The European Central Bank meeting yesterday easily cleared the bar of dovish expectations, as TLTROs were announced now rather than later, the rate hike guidance was shifted over the horizon and most impressively, the ECB slashed growth and inflation forecasts for 2019, obviously impressed with the deceleration of the economic outlook in recent months.
Sovereign bonds across the EU (save for Greece) were heavily bid, most notably Italy’s BTPs where the 10-year yield dropped 12 basis points yesterday and Germany’s 10-year bund yield dropped 6 bps to its lowest level since 2016. It's interesting that risk assets across Europe, instead of rallying, actually sold off on the futility of the ECB’s move; a new TLTRO is a weak policy option that won’t drive growth and European banks stocks sold off heavily across Europe as yield curves flattened aggressively. The only policy options that will move the needle of growth for Europe from here will be fiscal.
In addition to the steep sell-off in the euro, the bout of weak risk sentiment was yesterday’s most notable development, sending equity markets, other risk assets and especially EM sharply lower and sovereign bonds sharply higher. This saw the JPY rising to the top of the heap, a development that could extend as we discuss with the USDJPY chart below.
Former UK Prime Minister Brown yesterday called for a long delay of a year to “consult the people” if the vote next week on May’s Brexit deal fails. I have kept a hopeful stance on sterling on the idea that we would reach some resolution fairly soon or have a sense of where this is going. But if a delay is the option, I fear it could turn into a rather long one and I am increasingly cautious on the sterling outlook if so – even if the path to a second referendum eventually opens up (but not until 2020?).

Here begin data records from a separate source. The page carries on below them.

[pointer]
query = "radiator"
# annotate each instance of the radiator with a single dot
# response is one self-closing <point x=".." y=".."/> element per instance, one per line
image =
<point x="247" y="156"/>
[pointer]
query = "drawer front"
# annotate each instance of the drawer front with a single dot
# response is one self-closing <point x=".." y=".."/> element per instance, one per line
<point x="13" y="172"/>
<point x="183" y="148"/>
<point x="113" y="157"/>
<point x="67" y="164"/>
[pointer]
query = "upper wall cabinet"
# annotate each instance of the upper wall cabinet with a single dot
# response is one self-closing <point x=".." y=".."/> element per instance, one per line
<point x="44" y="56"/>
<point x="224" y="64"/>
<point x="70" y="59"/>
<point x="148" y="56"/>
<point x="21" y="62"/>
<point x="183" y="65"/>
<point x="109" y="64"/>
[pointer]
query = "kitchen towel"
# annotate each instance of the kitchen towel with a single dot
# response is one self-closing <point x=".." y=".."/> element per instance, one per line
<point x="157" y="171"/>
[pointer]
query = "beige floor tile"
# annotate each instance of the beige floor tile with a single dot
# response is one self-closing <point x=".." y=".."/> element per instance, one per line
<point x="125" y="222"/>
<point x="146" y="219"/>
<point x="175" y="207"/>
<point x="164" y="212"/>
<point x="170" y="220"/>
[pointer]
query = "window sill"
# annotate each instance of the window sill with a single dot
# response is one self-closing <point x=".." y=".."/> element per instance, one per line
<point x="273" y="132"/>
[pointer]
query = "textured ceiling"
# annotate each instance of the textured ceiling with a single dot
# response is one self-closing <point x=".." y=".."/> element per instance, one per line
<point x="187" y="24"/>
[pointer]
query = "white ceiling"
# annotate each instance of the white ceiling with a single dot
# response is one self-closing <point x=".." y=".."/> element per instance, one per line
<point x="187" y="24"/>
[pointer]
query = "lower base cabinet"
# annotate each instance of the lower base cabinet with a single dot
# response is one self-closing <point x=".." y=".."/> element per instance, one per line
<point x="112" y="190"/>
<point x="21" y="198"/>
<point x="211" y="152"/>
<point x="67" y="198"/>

Chiefly, this is due to the outlook for the global economy, where recession risks may do sterling few favors, as capital flows to fund the UK’s enormous still large current account deficit may be hard to come by.
Trading interest
Long USD: taking profit on EURUSD put options, retaining spot shorts with stops moved down to 1.1280 – targeting 1.1000 area or however far we can get ahead of FOMC. AUDUSD staying short for a significant move below 0.7000.
EURJPY short – maintaining shorts and adding on upticks with stops above 126.00
Chart: USDJPY
USJPY is at an interesting technical pivot here – back down through the 200-day moving average and the prior range highs around 111.25. This pair could offer the most beta to any significant surprise over US data – especially negative surprises that boost US treasuries and further weaken risk sentiment – the action could be even more brutal in other JPY crosses, as the USD tends to keep a relatively even keel elsewhere when general risk deleveraging is afoot.